In one trial (IMMvent), patients on Skyrizi did report a higher rate of viral upper respiratory infections (26.4%) compared to those on another biologic, adalimumab (12.5%), during one phase of the study. Serious infections, though, were rare across all trials. Fungal infections occasionally occurred but were not classified as serious adverse events. Overall, Skyrizi has not shown the kind of significant, broad infection vulnerability associated with traditional immunosuppressants.
Screening and Precautions Before Starting
Even though Skyrizi’s immune effects are targeted, your doctor will screen for tuberculosis before prescribing it. This typically involves a TB skin test, a blood test called an interferon-release assay, or a chest X-ray within six months of starting treatment. If you’ve never taken a biologic before, this screening is standard. If you have risk factors for TB, yearly re-testing is recommended while on therapy. Active TB must be ruled out, and latent TB needs treatment before you can begin Skyrizi.

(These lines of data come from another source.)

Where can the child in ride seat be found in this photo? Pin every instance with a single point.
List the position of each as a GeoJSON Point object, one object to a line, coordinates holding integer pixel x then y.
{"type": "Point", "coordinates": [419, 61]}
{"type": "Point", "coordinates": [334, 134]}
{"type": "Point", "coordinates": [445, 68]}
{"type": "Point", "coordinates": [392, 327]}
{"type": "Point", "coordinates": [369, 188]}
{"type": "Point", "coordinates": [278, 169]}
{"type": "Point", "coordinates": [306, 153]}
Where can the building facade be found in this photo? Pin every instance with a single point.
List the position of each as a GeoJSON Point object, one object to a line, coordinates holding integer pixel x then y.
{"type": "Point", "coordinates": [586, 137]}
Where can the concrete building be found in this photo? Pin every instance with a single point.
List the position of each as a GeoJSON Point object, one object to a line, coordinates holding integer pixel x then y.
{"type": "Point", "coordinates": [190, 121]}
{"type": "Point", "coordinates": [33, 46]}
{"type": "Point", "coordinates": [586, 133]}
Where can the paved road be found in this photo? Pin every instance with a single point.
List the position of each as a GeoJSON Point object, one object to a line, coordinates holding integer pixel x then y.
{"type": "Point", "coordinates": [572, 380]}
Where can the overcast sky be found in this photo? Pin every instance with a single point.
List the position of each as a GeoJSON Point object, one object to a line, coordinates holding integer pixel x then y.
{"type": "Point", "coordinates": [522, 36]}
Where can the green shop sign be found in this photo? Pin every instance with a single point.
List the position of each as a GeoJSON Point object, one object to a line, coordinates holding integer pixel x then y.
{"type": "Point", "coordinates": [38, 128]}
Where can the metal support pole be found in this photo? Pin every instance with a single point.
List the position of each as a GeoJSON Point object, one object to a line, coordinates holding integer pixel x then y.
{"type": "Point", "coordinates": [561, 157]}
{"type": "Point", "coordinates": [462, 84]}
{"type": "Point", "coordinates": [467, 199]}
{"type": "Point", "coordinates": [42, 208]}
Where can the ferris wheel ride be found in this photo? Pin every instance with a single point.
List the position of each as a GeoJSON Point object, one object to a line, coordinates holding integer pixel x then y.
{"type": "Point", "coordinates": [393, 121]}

Live vaccines are not recommended while you’re on Skyrizi, or immediately before or after treatment. This includes vaccines like the live shingles vaccine (Zostavax), the MMR vaccine, and the live nasal flu spray. Inactivated vaccines are not specifically restricted, though no formal data exists on how well patients on Skyrizi respond to any vaccine. The FDA label advises completing all age-appropriate vaccinations before starting treatment when possible.
Liver Effects
Mild to moderate liver enzyme elevations occur in up to 10% of patients on Skyrizi, but these are typically temporary and don’t cause symptoms. In large clinical trials for psoriasis, liver-related events occurred in about 7% of patients on Skyrizi compared to 2% on placebo. In studies of Crohn’s disease patients, liver enzyme elevations were more frequent, occurring at a rate of about 10 per 100 patient-years, likely reflecting higher doses used for that condition.
Importantly, no cases of clinically apparent liver injury or severe liver events were attributed to Skyrizi in the major pre-approval trials. This stands in contrast to methotrexate, which requires regular liver monitoring due to its potential for cumulative liver toxicity over time.
What This Means Practically
If you’re trying to decide whether Skyrizi is “safe” relative to other options, the distinction between selective and broad immunosuppression matters. Your immune system has many layers. Skyrizi turns down one specific dial that happens to be stuck too high in autoimmune conditions, while leaving the rest of your immune defense largely functional. Traditional immunosuppressants turn down many dials at once, which is why they tend to come with more side effects and greater infection risk.
That said, Skyrizi is not immunologically neutral. The TB screening requirement, the live vaccine restriction, and the possibility of increased upper respiratory infections all reflect the fact that it does alter immune function in a clinically meaningful way. It’s most accurate to think of it as a targeted immune modifier that carries a fraction of the risk profile people typically associate with the word “immunosuppressant.”